Baseball’s Biggest Problem

The biggest problem facing Major League Baseball, bar none, is its regressive, exploitative wage structure.

For the first six full years of a player’s major league service time, he makes below market value for his services. For three or four years, depending on when he’s called up, a player makes the league minimum. It goes without saying that this is detrimental to labor, as regardless of a man’s output, he’s paid less than a tenth of what a win above replacement is worth on the open market. This creates obscene excess value, even outside of extremes like Mike Trout, Bryce Harper, and Clayton Kershaw.

In the 2017 season, the Boston Red Sox got 2.6 wins above replacement out of outfielder Andrew Benintendi. With a conservative estimate of a win above replacement being worth about $6.5 million, his 2017 season was worth $16.9 million dollars on the open market, and he only earned the league minimum, which was $535,000.

The arbitration system, which kicks in after the years at league minimum, is not much better for labor. Again, the system of players and teams bargaining over salary to an arbitrator suppresses wages and breeds resentment between teams and labor. It’s in the team’s best interest to downplay the abilities of their players, and the outdated nature of the data that is allowed to be used in arbitration creates a gulf between value and earnings, on top of the depression that arbitration intends to create.

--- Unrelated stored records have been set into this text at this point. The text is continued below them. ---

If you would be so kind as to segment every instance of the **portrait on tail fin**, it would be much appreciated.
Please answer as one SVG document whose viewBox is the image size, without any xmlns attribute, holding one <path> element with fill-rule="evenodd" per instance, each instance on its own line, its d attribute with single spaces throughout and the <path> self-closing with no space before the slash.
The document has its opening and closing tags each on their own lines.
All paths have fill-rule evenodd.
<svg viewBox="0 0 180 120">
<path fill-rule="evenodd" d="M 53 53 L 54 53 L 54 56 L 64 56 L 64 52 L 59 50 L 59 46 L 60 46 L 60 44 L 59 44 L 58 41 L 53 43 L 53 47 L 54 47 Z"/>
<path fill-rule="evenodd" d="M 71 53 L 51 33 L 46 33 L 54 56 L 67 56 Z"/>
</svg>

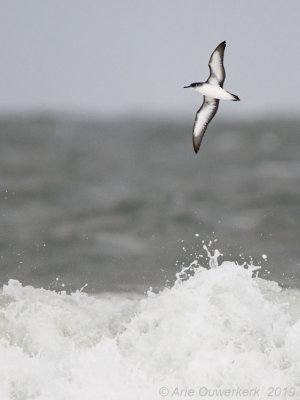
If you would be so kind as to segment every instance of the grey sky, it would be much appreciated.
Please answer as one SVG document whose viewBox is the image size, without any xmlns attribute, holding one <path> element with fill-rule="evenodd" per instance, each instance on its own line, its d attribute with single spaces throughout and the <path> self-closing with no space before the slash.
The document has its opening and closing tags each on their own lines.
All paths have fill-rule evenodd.
<svg viewBox="0 0 300 400">
<path fill-rule="evenodd" d="M 296 113 L 300 2 L 1 2 L 0 110 L 191 113 L 208 59 L 227 41 L 221 113 Z M 238 107 L 238 108 L 237 108 Z"/>
</svg>

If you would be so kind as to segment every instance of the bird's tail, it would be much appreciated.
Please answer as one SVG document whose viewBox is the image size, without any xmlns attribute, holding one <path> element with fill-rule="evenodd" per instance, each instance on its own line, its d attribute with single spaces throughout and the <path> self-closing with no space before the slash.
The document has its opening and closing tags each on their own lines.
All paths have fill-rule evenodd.
<svg viewBox="0 0 300 400">
<path fill-rule="evenodd" d="M 239 98 L 239 96 L 237 96 L 236 94 L 232 94 L 232 93 L 230 93 L 231 94 L 231 96 L 232 96 L 232 101 L 240 101 L 240 98 Z"/>
</svg>

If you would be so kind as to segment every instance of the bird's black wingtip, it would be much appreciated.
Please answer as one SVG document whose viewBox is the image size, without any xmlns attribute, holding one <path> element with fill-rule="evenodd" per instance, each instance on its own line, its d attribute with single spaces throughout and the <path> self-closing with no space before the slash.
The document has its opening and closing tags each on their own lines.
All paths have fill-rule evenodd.
<svg viewBox="0 0 300 400">
<path fill-rule="evenodd" d="M 201 144 L 201 139 L 197 136 L 193 136 L 193 146 L 194 146 L 194 151 L 197 154 L 200 148 Z"/>
<path fill-rule="evenodd" d="M 218 46 L 216 47 L 216 50 L 225 50 L 226 47 L 226 40 L 223 40 L 223 42 L 221 42 L 220 44 L 218 44 Z"/>
</svg>

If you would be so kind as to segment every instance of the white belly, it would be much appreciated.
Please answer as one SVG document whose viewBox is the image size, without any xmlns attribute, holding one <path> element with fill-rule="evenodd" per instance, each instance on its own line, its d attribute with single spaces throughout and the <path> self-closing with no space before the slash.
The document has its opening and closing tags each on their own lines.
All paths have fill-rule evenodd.
<svg viewBox="0 0 300 400">
<path fill-rule="evenodd" d="M 209 85 L 204 83 L 203 85 L 196 88 L 197 92 L 203 94 L 203 96 L 213 97 L 219 100 L 232 100 L 234 97 L 232 94 L 226 92 L 220 86 Z"/>
</svg>

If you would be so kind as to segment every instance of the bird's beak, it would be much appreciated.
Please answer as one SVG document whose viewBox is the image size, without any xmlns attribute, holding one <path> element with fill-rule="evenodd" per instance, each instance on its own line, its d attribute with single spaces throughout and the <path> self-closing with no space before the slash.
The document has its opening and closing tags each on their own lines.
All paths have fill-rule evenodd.
<svg viewBox="0 0 300 400">
<path fill-rule="evenodd" d="M 183 86 L 183 89 L 188 89 L 189 87 L 191 87 L 191 85 L 189 85 L 189 86 Z"/>
</svg>

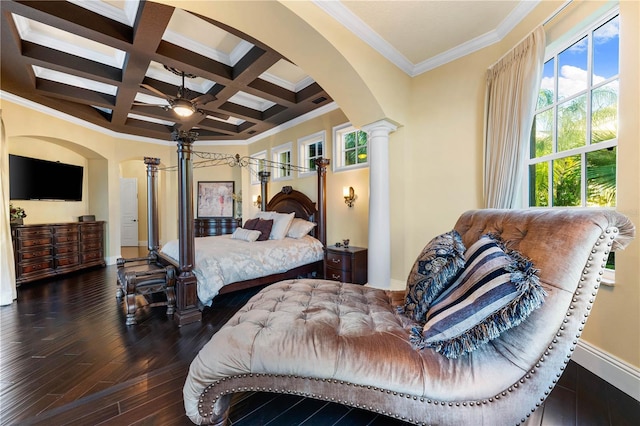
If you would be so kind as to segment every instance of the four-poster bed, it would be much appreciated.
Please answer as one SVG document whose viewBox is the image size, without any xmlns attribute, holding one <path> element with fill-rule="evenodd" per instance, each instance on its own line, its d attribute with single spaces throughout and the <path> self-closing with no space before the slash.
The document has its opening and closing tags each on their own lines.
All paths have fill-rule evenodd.
<svg viewBox="0 0 640 426">
<path fill-rule="evenodd" d="M 192 171 L 192 144 L 197 134 L 194 132 L 175 132 L 173 137 L 178 145 L 178 240 L 173 248 L 173 256 L 168 256 L 160 251 L 158 243 L 157 230 L 157 205 L 155 201 L 148 210 L 149 229 L 154 230 L 149 233 L 149 250 L 152 256 L 162 265 L 171 265 L 176 268 L 176 312 L 174 319 L 178 325 L 185 325 L 201 319 L 200 304 L 198 299 L 198 280 L 194 268 L 197 267 L 196 244 L 193 232 L 193 171 Z M 315 237 L 324 248 L 326 245 L 326 206 L 325 206 L 325 179 L 326 170 L 329 164 L 327 159 L 316 160 L 316 171 L 318 177 L 317 184 L 317 205 L 305 194 L 284 187 L 281 192 L 276 194 L 269 202 L 267 198 L 267 181 L 269 173 L 261 172 L 261 210 L 278 213 L 294 213 L 294 216 L 305 221 L 316 223 L 316 227 L 311 231 L 311 235 Z M 153 167 L 153 166 L 152 166 Z M 157 166 L 156 166 L 157 167 Z M 155 176 L 155 173 L 149 173 L 149 176 Z M 148 182 L 149 192 L 153 192 L 149 196 L 150 200 L 155 200 L 155 191 L 157 184 Z M 153 210 L 153 211 L 152 211 Z M 206 237 L 219 238 L 219 237 Z M 229 236 L 223 236 L 229 238 Z M 252 243 L 253 244 L 253 243 Z M 258 242 L 257 244 L 260 244 Z M 295 266 L 286 271 L 278 271 L 268 276 L 260 276 L 247 280 L 224 283 L 224 286 L 216 291 L 216 294 L 228 293 L 253 286 L 271 284 L 288 278 L 296 277 L 320 277 L 323 276 L 323 260 L 322 255 L 308 264 Z M 207 302 L 207 301 L 204 301 Z M 206 304 L 206 303 L 204 303 Z"/>
</svg>

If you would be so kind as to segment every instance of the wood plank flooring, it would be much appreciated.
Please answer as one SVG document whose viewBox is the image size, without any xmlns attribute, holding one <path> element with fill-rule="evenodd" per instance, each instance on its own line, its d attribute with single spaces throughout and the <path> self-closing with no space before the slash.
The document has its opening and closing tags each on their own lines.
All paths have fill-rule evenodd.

This offseason, with the luxury tax’s harsh penalties making it into something of a hard salary cap, many of the league’s best free agents are still without teams because teams are unwilling to meet their demand in years and/or salary. In the past, players have been able to make up for lost earnings in their min/arbitration years with big paydays in free agency. But if at no point a player can earn true market value for his abilities, the system must be changed.